After that we ran both VRMark’s and got an average of 35 FPS in first scene, and 30 in the second one. The CPU was using only about 25% but the GPU was screaming at 100% and couldn’t go any higher.
In the end we decided to run 3DMark’s Time Spy. We could see right from the beginning that this is going to be failed test. We got only 3-4 FPS. That was disappointing and there was no reason to do any more tests. So, if you want to use Intel Skull Canyon NUC for any games, or VR, you should probably buy an external graphics card. Couple of months ago, Razer unveiled their external graphics box, Razer Core. Sadly, that product is only available in limited markets and the asking price ($499.99) almost matches what Intel is asking for this NUC.
At the same time, AMD and NVIDIA are working with Oculus, HTC and others to enable access to VR to as many users as possible, with the recent launch of affordably priced $499 system from CyberPower PC, or a more realistic $699-799 price range with AMD Radeon RX 480 8GB or NVIDIA GeForce GTX 1060 6GB. For the asking price of Intel’s NUC, you can get a whole lot of computing horsepower, albeit not in such a small form factor.
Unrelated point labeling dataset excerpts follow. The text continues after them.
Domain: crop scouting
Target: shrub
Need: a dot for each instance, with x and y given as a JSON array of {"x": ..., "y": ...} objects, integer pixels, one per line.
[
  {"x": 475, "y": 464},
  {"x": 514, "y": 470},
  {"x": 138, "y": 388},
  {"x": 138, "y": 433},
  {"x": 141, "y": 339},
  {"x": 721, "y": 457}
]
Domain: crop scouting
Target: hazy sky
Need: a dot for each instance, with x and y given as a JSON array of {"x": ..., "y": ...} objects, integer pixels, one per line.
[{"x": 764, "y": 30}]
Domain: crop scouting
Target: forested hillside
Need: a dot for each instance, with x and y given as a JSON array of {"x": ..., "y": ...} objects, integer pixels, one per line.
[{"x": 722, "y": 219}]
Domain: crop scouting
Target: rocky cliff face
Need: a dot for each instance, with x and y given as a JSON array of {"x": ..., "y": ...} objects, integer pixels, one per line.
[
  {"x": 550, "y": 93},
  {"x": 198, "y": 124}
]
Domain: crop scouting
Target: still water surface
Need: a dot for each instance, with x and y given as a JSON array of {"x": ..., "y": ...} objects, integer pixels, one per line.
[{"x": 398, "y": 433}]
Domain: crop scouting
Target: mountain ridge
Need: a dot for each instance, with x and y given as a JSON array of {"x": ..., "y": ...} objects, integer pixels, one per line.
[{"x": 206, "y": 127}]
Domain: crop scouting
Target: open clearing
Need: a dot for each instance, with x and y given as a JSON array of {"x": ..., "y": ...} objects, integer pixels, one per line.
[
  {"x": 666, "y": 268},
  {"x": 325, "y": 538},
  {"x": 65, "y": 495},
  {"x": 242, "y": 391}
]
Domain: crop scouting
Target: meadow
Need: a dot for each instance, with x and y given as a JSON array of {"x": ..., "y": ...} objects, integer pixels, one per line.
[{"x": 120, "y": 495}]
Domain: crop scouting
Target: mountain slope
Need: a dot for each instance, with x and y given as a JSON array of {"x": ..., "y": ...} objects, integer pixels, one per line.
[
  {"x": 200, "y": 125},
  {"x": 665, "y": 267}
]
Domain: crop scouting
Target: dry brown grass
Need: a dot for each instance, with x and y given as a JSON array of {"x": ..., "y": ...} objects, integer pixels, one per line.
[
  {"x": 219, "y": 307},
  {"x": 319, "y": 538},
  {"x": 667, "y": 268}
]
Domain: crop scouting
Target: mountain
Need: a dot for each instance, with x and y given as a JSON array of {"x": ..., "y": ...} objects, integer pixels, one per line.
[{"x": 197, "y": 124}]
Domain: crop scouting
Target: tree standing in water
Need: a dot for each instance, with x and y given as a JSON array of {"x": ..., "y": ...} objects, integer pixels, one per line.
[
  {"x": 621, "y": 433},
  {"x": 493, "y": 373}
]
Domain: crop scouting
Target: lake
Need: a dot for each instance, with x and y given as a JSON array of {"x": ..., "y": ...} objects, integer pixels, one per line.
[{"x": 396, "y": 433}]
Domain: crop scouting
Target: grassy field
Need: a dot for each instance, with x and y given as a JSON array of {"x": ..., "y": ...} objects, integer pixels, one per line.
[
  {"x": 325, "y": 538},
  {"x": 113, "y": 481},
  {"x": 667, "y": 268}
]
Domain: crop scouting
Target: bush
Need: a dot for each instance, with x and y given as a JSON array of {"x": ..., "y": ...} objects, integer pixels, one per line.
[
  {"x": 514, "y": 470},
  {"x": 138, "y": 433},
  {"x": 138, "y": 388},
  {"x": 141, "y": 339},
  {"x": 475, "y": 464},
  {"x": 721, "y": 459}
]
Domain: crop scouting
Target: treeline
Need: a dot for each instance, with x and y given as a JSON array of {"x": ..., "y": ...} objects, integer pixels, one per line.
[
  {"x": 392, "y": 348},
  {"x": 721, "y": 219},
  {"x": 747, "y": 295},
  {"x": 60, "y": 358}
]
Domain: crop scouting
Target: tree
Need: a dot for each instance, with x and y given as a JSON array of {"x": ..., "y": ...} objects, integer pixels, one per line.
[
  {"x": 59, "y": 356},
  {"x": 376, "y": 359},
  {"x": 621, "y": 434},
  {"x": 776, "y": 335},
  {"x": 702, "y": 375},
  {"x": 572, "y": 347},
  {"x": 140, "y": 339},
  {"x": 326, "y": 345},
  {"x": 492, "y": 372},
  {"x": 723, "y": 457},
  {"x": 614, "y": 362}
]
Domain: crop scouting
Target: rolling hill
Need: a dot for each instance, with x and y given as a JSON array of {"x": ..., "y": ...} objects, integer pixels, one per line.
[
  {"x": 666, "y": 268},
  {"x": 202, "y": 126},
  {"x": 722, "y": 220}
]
We did not expect that NUC will be VR capable, and it wasn’t. It is clear that the current pace of graphics development left Intel way behind not just AMD or NVIDIA, but mobile SoC providers such as Qualcomm, MediaTek, HiSilicon, Samsung and others. To see a $1000+ PC barely coping in 3D benchmarks does not serve justice to the effort Intel’s engineers put in other parts of silicon. Ego brushed aside, it is good to see that Intel is reacting to their position in the market, started by laying off almost their entire graphics team. Some 1000+ engineers were purged from the graphics department, and probably the only path forward will be to either acquire Imagination Technologies, license or acquire Radeon Technologies Group or… license the GeForce IP. Sadly, no 3rd party IP will come inside Intel’s silicon before we see off Kaby Lake (2017) and Cannon Lake (2018). Icy Lake in 2019 could be the first Intel processor that offers good graphics performance – provided that some of the scenarios above come true.
Until then, we do not expect Intel to offer a VR-capable product, which is a shame, as Project Alloy and the upcoming mainstream VR headsets promise a lot of new VR developments… if that Intel system is powered by AMD or NVIDIA graphics.
The way how things are right now, with the finest piece of silicon from Intel showing (once more) abysmal results – there’s no way forward. Intel already called it quits on the Xeon Phi experiment by laying off majority of the “Knights” team and acquiring Altera, the time has come to clean the house for the Graphics performance as well.